Many of our students do not realize their full potential because of a lack of discipline and poor study habits. Practically none prepare for a class by reading the material that will be discussed. Few, if any, read the assigned reading after class. Most do not start working on an assignment or project until a few days before the due date. Most wait until classes are finished before starting to cram for the examination. As a result, they often have to work through the evening without sleeping to finish an assignment. They cram for an examination just before the examination, and promptly forget everything right after the examination. There is very little real understanding and retention of the material.
Neuroscience research has discovered that the best way to remember something is to review the material a short period, e.g., one or two days, after it was first learned.
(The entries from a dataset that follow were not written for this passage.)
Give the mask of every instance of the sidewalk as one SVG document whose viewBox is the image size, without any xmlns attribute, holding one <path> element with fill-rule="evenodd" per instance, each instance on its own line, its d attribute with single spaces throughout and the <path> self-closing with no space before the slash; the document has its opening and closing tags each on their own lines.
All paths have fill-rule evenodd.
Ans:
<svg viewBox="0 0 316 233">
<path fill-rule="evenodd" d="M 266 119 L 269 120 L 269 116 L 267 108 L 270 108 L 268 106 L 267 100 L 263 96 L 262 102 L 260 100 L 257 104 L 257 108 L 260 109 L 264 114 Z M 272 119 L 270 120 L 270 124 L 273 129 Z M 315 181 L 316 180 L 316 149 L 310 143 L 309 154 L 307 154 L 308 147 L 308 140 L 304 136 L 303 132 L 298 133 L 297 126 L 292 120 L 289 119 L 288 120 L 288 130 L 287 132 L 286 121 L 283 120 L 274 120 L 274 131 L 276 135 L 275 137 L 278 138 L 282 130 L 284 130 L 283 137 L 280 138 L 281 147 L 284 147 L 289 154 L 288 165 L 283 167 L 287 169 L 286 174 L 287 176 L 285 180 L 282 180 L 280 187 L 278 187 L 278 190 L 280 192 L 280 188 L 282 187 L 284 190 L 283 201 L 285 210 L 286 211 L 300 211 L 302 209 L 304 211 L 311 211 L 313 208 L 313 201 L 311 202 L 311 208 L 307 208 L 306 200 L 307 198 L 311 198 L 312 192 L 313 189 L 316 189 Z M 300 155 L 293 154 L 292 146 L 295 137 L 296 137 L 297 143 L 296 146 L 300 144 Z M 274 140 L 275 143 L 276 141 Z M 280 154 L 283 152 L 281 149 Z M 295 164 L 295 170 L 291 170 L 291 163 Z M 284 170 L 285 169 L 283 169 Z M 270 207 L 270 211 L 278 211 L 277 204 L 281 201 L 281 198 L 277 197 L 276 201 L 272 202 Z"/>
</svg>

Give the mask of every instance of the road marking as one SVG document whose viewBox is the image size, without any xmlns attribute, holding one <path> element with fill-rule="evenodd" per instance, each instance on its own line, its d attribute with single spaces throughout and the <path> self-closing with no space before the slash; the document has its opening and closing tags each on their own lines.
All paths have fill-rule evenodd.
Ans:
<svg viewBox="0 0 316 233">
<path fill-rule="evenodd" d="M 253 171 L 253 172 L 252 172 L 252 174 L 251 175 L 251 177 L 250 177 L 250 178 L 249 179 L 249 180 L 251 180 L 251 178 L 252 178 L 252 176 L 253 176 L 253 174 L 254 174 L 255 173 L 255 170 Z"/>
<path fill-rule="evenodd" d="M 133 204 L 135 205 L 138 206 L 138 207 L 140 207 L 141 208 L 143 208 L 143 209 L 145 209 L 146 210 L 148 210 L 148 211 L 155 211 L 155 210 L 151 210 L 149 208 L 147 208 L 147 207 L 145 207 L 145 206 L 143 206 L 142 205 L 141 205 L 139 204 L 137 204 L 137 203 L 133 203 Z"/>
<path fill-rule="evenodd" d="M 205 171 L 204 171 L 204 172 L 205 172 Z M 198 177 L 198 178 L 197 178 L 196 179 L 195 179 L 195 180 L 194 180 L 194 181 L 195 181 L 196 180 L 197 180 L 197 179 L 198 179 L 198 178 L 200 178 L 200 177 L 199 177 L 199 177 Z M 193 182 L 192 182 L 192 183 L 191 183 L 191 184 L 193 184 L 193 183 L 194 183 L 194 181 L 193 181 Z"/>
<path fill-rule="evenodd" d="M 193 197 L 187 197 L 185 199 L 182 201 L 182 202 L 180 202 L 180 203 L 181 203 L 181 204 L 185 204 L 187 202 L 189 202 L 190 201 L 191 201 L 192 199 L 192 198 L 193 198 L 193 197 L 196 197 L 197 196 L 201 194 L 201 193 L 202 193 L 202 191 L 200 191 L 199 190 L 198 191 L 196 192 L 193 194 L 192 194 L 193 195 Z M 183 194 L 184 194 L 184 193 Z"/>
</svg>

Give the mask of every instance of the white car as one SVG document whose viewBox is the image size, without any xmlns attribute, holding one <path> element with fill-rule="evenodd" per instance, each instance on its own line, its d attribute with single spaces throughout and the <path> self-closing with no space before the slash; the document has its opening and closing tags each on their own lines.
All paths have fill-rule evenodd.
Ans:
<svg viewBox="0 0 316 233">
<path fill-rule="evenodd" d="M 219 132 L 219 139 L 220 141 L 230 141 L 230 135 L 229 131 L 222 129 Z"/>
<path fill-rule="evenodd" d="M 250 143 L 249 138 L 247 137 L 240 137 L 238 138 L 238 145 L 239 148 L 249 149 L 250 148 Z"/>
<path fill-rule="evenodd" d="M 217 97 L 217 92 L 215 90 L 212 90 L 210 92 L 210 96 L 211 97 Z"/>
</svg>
This way the short term memory is refreshed, instead of fading away. After a number of refreshments, the short term memory becomes long term memory, and will not fade away easily. But this is exactly what many of our students are not doing.
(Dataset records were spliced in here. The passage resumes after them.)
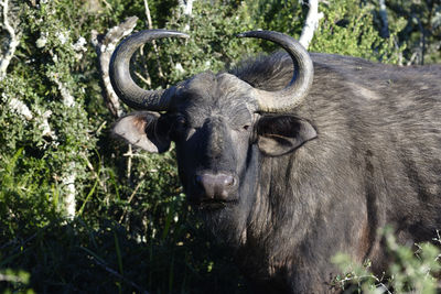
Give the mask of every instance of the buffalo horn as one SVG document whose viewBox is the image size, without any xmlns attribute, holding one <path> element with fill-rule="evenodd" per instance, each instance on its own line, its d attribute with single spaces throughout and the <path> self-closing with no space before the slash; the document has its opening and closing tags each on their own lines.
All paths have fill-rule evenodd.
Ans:
<svg viewBox="0 0 441 294">
<path fill-rule="evenodd" d="M 168 110 L 174 87 L 165 90 L 144 90 L 130 76 L 130 58 L 142 44 L 163 37 L 189 37 L 166 30 L 146 30 L 125 39 L 110 59 L 110 81 L 118 97 L 129 107 L 153 111 Z"/>
<path fill-rule="evenodd" d="M 298 107 L 306 97 L 314 77 L 314 68 L 306 50 L 297 40 L 278 32 L 250 31 L 238 36 L 263 39 L 280 45 L 291 56 L 294 65 L 293 77 L 286 88 L 278 91 L 256 89 L 259 110 L 280 112 Z"/>
</svg>

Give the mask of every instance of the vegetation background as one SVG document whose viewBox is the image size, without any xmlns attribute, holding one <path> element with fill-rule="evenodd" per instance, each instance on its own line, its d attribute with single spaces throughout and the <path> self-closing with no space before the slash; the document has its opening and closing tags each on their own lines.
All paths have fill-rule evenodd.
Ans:
<svg viewBox="0 0 441 294">
<path fill-rule="evenodd" d="M 323 18 L 310 51 L 402 66 L 440 63 L 440 1 L 390 0 L 386 10 L 381 3 L 320 1 Z M 105 99 L 99 42 L 133 15 L 136 31 L 150 25 L 190 33 L 185 43 L 146 45 L 136 57 L 140 85 L 166 87 L 275 50 L 235 37 L 239 32 L 265 29 L 298 37 L 308 1 L 196 0 L 191 13 L 184 6 L 0 0 L 0 292 L 246 292 L 228 252 L 208 241 L 185 204 L 173 150 L 157 156 L 111 138 L 116 116 Z M 368 264 L 347 268 L 344 257 L 335 260 L 346 272 L 336 283 L 355 281 L 349 291 L 367 283 L 365 291 L 377 293 L 434 291 L 430 271 L 439 271 L 439 251 L 402 253 L 409 249 L 394 249 L 392 241 L 398 268 L 391 272 L 400 284 L 372 276 Z M 420 275 L 406 281 L 408 269 Z M 418 281 L 429 286 L 418 287 Z"/>
</svg>

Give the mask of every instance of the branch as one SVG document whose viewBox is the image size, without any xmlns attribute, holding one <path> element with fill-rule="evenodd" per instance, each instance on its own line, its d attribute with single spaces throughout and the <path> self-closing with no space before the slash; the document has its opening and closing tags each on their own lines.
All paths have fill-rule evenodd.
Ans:
<svg viewBox="0 0 441 294">
<path fill-rule="evenodd" d="M 20 44 L 20 41 L 19 41 L 20 34 L 17 34 L 15 30 L 9 23 L 9 18 L 8 18 L 9 2 L 8 2 L 8 0 L 1 1 L 0 6 L 2 7 L 2 12 L 3 12 L 2 13 L 3 14 L 2 26 L 6 29 L 6 31 L 8 32 L 9 36 L 10 36 L 10 42 L 8 44 L 7 53 L 3 56 L 1 56 L 1 58 L 0 58 L 0 80 L 2 80 L 7 75 L 8 66 L 15 53 L 17 46 Z"/>
<path fill-rule="evenodd" d="M 389 22 L 387 21 L 387 10 L 385 0 L 378 0 L 379 2 L 379 17 L 381 19 L 381 29 L 379 31 L 379 35 L 381 37 L 389 37 Z"/>
<path fill-rule="evenodd" d="M 152 30 L 153 29 L 153 23 L 152 23 L 152 20 L 151 20 L 149 2 L 147 0 L 144 0 L 144 8 L 146 8 L 147 24 L 149 26 L 149 30 Z M 158 46 L 157 46 L 157 42 L 154 40 L 152 40 L 152 45 L 153 45 L 154 54 L 157 55 L 158 75 L 160 77 L 164 77 L 164 74 L 162 72 L 161 62 L 160 62 L 160 58 L 159 58 L 159 50 L 158 50 Z"/>
<path fill-rule="evenodd" d="M 137 17 L 128 18 L 125 22 L 111 28 L 104 36 L 98 36 L 98 33 L 95 30 L 92 31 L 92 43 L 94 44 L 99 58 L 99 68 L 104 84 L 104 97 L 106 97 L 108 109 L 116 118 L 122 115 L 122 108 L 119 104 L 118 96 L 110 84 L 110 57 L 118 42 L 133 31 L 135 26 L 137 25 Z M 99 37 L 100 40 L 98 40 Z"/>
<path fill-rule="evenodd" d="M 323 13 L 319 13 L 319 0 L 309 0 L 309 7 L 306 21 L 304 22 L 302 34 L 299 40 L 300 44 L 306 50 L 314 36 L 314 31 L 319 28 L 319 21 L 323 18 Z"/>
</svg>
Humans are beings of habit. A habit, including the way we study, is very hard to change once it is formed. Sometimes, live changing events force us to learn some new habits. It is precisely at these moments when we are most open and flexible. Entering university is such an event.
Our university, like most other universities, has not really taken the opportunity to help our students acquire good study habits. In fact, we are practically facilitating them to acquire bad study habits. In the first weeks of the first semester, we typically make it easy for the incoming students. We cancel some classes, do not give them a lot of assignments, give them a long time to finish an assignment, and do not give them tough projects until later in the semester - because we want to give the students plenty of time to adapt to the new environment, to attend orientations, to join clubs and societies, and to make new friends. We make the whole first semester, or even the whole first year, relatively easy. Then we make it tougher in the second year, and the third, and so on. This may work for students who are self-disciplined and have already developed good study habits. They are prepared to take advantage of the newly-available freedom to explore, to experiment, and are still able to catch up with the studies.
Unfortunately, this does not work for those who are forming their own habits. The message they are getting is that they can take it easy with their studies in the beginning of the term, and that they can take their time to catch up later in the term. Starting in the second semester, their (bad) habits are already set, and it is very difficult for them to change, even if they want to. Most of them do not.
Hence, my modest proposal: Starting from the first semester in the first year, we have to make it clear to the students they are expected to read, review, and do their assignments. We do need to give them time to adapt. Hence the assignments and tests should be low-risk, not too difficult and carrying relatively light weight. But the students have to get used to getting started with their studies early in the term, review often, and work consistently throughout the term.
They will realize that good study habits work wonders for them. It will make life much easier for their teachers.